J: Yes, it was my term project. Though we do not have grading criteria the way you judgmental fools do, my teacher did not like it. I did not like my teacher's face either. But this is not judgement, only a matter of objective preference. I tried to convey this to my principal as to why I caused my teacher's gravitational device, what I believe you might call a whitehole, to explode but I still had to repeat kindergarten. Several times. Yes.

I: <hyperventilating>

J: I think our interview is done, yes?

I: <splutters> NO! Can you at least tell me, Jeodie, and...thanks for clarifying your name, but why are there so many names for you all over our world? This seems to be a main point of contention for most of the conflicts.

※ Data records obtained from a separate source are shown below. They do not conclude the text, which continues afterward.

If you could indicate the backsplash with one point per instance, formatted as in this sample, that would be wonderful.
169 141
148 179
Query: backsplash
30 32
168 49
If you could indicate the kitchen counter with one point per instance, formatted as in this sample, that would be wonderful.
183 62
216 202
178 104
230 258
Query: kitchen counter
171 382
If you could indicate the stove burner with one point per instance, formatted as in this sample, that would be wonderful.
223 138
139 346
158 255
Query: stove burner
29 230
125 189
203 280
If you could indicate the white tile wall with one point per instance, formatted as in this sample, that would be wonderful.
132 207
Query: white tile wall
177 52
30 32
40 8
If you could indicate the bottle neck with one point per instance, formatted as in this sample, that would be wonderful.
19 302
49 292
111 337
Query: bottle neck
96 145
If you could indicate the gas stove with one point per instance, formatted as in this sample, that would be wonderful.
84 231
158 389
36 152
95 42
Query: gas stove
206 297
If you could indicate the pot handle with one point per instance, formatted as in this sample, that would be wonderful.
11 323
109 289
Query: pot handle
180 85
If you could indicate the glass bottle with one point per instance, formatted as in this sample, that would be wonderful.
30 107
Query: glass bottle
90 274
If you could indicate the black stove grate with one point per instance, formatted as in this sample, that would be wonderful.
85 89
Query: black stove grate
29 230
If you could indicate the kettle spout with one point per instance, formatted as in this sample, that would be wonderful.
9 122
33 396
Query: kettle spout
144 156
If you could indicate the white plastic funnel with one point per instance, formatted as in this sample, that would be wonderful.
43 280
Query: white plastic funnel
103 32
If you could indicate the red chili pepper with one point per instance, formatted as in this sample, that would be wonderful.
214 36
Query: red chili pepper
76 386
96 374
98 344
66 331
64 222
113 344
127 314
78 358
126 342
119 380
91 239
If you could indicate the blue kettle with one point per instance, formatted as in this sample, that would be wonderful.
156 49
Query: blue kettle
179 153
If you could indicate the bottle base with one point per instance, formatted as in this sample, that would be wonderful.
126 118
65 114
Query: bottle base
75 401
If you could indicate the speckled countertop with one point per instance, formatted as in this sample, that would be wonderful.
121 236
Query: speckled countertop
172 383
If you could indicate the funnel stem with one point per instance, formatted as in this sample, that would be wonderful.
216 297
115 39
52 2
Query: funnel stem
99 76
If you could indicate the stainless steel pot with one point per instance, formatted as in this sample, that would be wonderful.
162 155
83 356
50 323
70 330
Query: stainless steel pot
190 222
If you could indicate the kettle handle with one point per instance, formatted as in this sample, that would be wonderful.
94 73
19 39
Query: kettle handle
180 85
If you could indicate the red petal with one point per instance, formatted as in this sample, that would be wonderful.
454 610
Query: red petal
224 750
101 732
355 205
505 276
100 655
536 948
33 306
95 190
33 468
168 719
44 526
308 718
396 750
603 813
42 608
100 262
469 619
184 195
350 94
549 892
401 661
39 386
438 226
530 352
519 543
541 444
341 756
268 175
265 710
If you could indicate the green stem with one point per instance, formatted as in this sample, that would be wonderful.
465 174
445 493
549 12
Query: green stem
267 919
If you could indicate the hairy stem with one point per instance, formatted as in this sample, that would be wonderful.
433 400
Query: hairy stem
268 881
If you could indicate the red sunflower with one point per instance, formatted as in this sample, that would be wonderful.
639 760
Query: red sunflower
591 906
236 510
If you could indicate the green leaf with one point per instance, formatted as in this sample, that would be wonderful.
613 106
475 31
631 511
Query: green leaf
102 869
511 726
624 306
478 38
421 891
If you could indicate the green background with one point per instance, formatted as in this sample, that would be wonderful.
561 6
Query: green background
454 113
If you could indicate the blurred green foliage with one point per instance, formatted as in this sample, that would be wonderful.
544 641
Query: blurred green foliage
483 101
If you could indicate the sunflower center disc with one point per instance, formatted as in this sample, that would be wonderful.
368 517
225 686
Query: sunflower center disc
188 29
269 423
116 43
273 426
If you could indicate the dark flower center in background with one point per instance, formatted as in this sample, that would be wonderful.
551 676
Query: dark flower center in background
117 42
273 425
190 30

J: You all are fools. That is why.

I: But your names? All these different versions of religion, for example?

J: I don't know.  Sometimes I like to come down when I am playing.

I: Playing.

J: I think for you, you might understand it like, you call it RPG characters.

I: You play video games.

J: In your terminology, maybe, yes. Our system differs substantially.

I: How...err. How old are you?

J:  Fifteen. In your terminology. Oh mother's calling.

I: My mother died when I was a kid and that is something I wanted to talk to you about! I want to understand why! I--YOU'RE A TEENAGER?!

J: Not yours, mine. I gotta go. Dinner is ready. <EXITS>

I:

Interviewer's phone rings, keeps ringing as Interviewer sits, stunned. Finally, Interviewer answers, "I....I think I just got trolled by God."